COURT DECLINES TO DISMISS COMPLAINT REGARDING LETTER OF CREDIT POSTED AS SECURITY FOR REINSURANCE

March 25, 2008 by Carlton Fields

Letters of credit were posted as security for a loss fund in an off-short based rent-a-captive reinsurance program. When the reinsurance program ended, and the remaining claims were finalized, it was agreed that the obligors on the letters of credit had satisfied their obligations under the program and that the letters of credit should be returned. The party holding the letters of credit contended, however, that they were legally entitled to retain the letters of credit for use in unrelated rent-a-captive programs. The obligors sued, seeking damages for the failure to release the letters of credit, alleging breach of fiduciary duty and violation of Connecticut’s Unfair Trade Practices Act. The district court denied a motion to dismiss, relying upon the fact that the letters of credit were the property of the obligors, but that the holder was exercising complete control over the instruments. WEB Management LLC v. Arrowood Indemnity Co., Case No. 07-424 (USDC D. Conn. Mar. 5, 2008).

This post written by Rollie Goss.

Filed Under: Accounting for Reinsurance, Reinsurance Claims, Week's Best Posts

‘FOLLOW THE SETTLEMENTS’ LIMITED TO COVER PROVIDED BY SLIP’S TERMS

February 25, 2008 by Carlton Fields

According to a recent decision from the UK Commercial Court, a reinsurer’s obligation to “follow the settlements” of its cedent does not apply when the reinsurance contract contains terms making its scope narrower than the original policy. In this case, the cedent, Aegis, sought to recover from its reinsurer, Continental Casualty Company (“CCC”), for claims arising from incidents at an oil refinery. Aegis had settled the claims made by the refinery owner. CCC denied the claim relying on the fact that additional conditions and definitions relating to boiler and machinery cover were attached to the slip which, if found to apply to the entire contract, would exclude recovery.

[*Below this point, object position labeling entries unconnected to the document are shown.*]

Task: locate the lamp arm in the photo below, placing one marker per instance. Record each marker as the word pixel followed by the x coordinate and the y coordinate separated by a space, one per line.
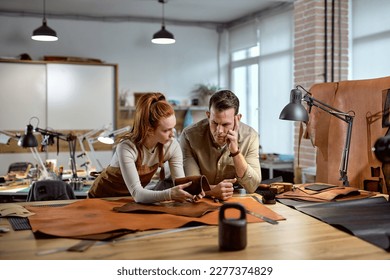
pixel 121 130
pixel 311 101
pixel 346 117
pixel 11 135
pixel 345 155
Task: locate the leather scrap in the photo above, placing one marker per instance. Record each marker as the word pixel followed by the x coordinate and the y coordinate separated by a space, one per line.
pixel 368 219
pixel 188 209
pixel 304 192
pixel 94 218
pixel 198 183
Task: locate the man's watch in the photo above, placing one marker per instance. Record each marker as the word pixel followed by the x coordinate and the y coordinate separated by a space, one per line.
pixel 234 154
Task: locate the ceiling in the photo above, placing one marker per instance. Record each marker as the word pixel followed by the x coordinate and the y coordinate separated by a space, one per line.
pixel 195 12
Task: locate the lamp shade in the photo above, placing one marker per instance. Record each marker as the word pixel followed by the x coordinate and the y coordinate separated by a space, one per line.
pixel 28 140
pixel 44 33
pixel 294 111
pixel 163 37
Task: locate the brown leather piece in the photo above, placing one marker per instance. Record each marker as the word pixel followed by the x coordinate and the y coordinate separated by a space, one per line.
pixel 303 192
pixel 366 98
pixel 95 219
pixel 198 183
pixel 188 209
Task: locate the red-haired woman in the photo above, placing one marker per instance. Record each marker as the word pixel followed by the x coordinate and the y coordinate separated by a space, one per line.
pixel 141 152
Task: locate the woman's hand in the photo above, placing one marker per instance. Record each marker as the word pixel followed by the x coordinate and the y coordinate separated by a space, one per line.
pixel 224 190
pixel 178 193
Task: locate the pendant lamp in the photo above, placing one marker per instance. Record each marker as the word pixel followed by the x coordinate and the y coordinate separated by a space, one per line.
pixel 163 36
pixel 44 33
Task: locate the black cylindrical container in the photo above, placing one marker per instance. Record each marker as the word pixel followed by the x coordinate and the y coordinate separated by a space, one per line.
pixel 232 232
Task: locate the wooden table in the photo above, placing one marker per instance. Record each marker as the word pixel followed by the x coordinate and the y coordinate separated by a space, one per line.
pixel 299 237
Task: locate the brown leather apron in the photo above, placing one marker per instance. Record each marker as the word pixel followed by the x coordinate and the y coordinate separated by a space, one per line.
pixel 110 182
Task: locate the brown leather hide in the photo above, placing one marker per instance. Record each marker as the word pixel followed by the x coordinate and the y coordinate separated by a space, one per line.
pixel 366 98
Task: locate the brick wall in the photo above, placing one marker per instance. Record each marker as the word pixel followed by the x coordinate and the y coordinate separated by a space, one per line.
pixel 318 58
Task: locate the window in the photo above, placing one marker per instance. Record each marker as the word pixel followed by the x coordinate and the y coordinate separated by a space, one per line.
pixel 261 61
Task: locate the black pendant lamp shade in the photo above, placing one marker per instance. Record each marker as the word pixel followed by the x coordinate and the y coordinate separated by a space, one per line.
pixel 44 32
pixel 163 36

The same definitions did not appear in the underlying policy. The Court found against Aegis on the issue of contract interpretation, and held that since the original policy and the reinsurance policy were not entirely “back to back,” Aegis could not rely on the follow the settlements provision. Aegis Electrical and Gas International Services Co. Ltd. v. Continental Casualty Company, [2007] EWHC 1762 (Comm. July 25, 2007). This opinion is not available on the UK Court site, but is available on WESTLAW at 2007 WL 2041964.

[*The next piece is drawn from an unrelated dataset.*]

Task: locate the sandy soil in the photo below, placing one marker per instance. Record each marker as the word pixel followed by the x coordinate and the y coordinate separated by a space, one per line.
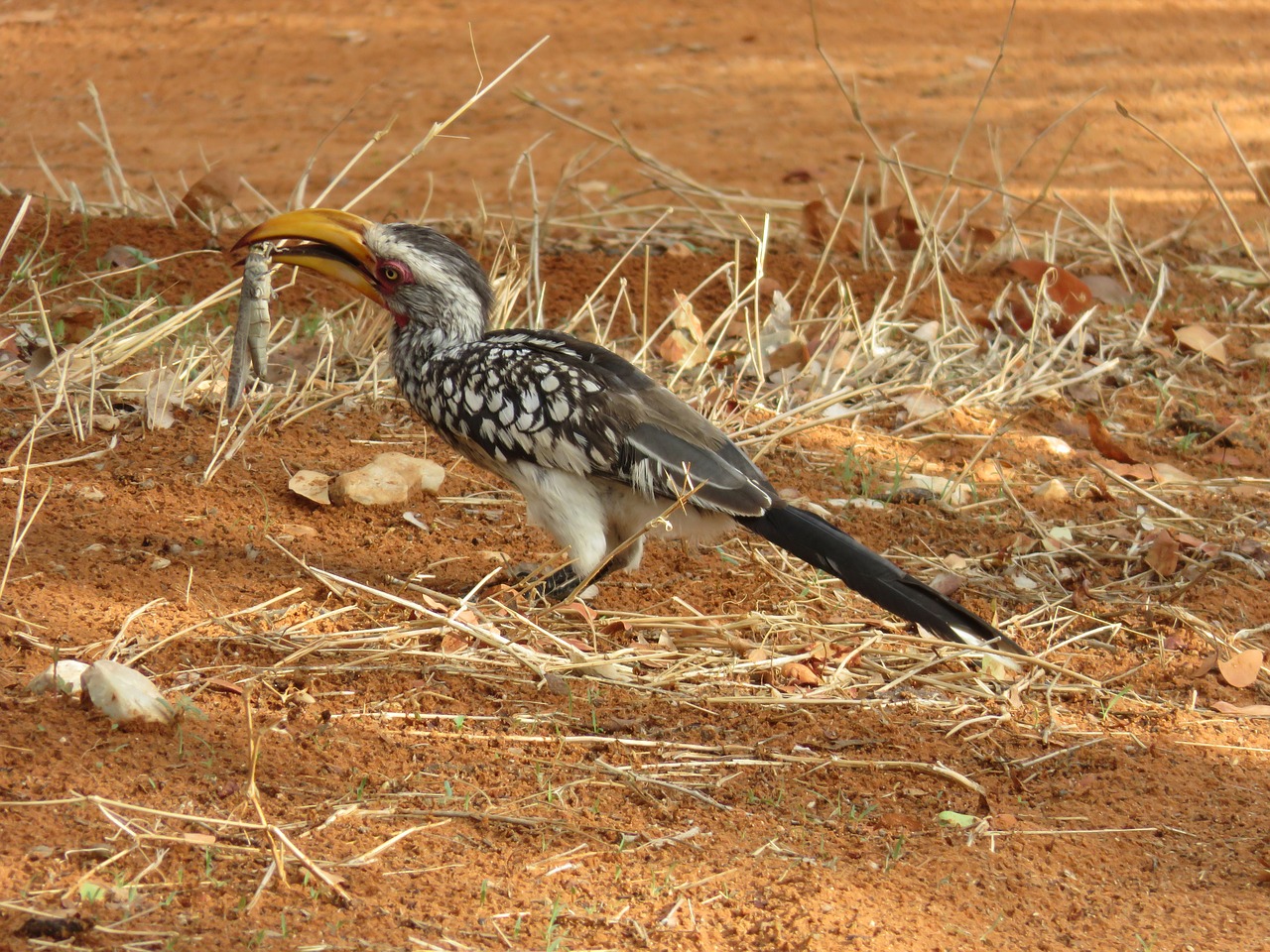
pixel 1143 829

This post written by Lynn Hawkins.

Filed Under: Contract Interpretation, Follow the Fortunes Doctrine, Reinsurance Claims, UK Court Opinions, Week's Best Posts

CASE UPDATE: TRIAL REQUIRED TO DETERMINE ISSUES OF BAD FAITH OR EX GRATIA PAYMENTS

February 7, 2008 by Carlton Fields

On November 3, 2006 we reported on a decision of a New York state court that followed the follow-the-fortunes provision of a reinsurance agreement, granting summary judgment as to the majority of the reinsurance claims. A New York appellate court recently reversed that decision, revisiting the scope of the follow-the-fortunes doctrine and ex gratia exceptions under New York reinsurance law. The court found that the general “follow-the-fortunes” obligation comes with exceptions for claim payments that are “fraudulent, collusive or otherwise made in bad faith” or are “ex gratia.” Ex gratia payments are payments made by a cedent insurer “that recognizes no legal obligation to pay, but makes payment to avoid greater expense, as in the case of a settlement by an insurance company to avoid the cost of a suit.”

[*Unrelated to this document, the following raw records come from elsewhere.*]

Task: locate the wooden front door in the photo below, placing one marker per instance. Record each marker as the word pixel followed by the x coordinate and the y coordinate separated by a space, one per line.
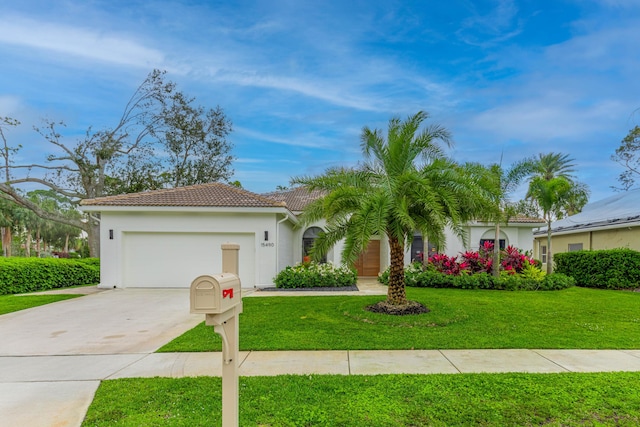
pixel 368 265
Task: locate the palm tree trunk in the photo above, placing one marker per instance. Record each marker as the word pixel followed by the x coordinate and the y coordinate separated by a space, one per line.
pixel 7 239
pixel 396 294
pixel 496 252
pixel 27 246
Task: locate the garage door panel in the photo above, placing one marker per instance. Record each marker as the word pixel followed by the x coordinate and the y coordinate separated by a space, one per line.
pixel 175 259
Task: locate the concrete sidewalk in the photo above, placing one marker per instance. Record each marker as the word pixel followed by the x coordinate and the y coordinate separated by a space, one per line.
pixel 53 357
pixel 67 384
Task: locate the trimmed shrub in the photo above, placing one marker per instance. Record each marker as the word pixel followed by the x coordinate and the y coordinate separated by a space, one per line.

The reinsurer in this case contended that, years after making settlements in thousands of pesticide poisoning cases, the cedent’s parent company reallocated some of its settlement payments from sister companies to the cedent/plaintiff just to obtain the benefit of the reinsurance coverage. The reinsurer charged that the cedent insurance company's conduct constituted bad faith or at least an ex gratia payment that should relieve the reinsurer of any obligation as a matter of law on summary judgment. The New York appellate court disagreed, finding that issues as to the intent and circumstances of the underlying settlements remained unresolved, requiring a trial. Granite State Ins. Co. v. ACE American Reinsurance Co., 2007 NY Slip Op. 10464 (NY App. Div., Dec. 27, 2007).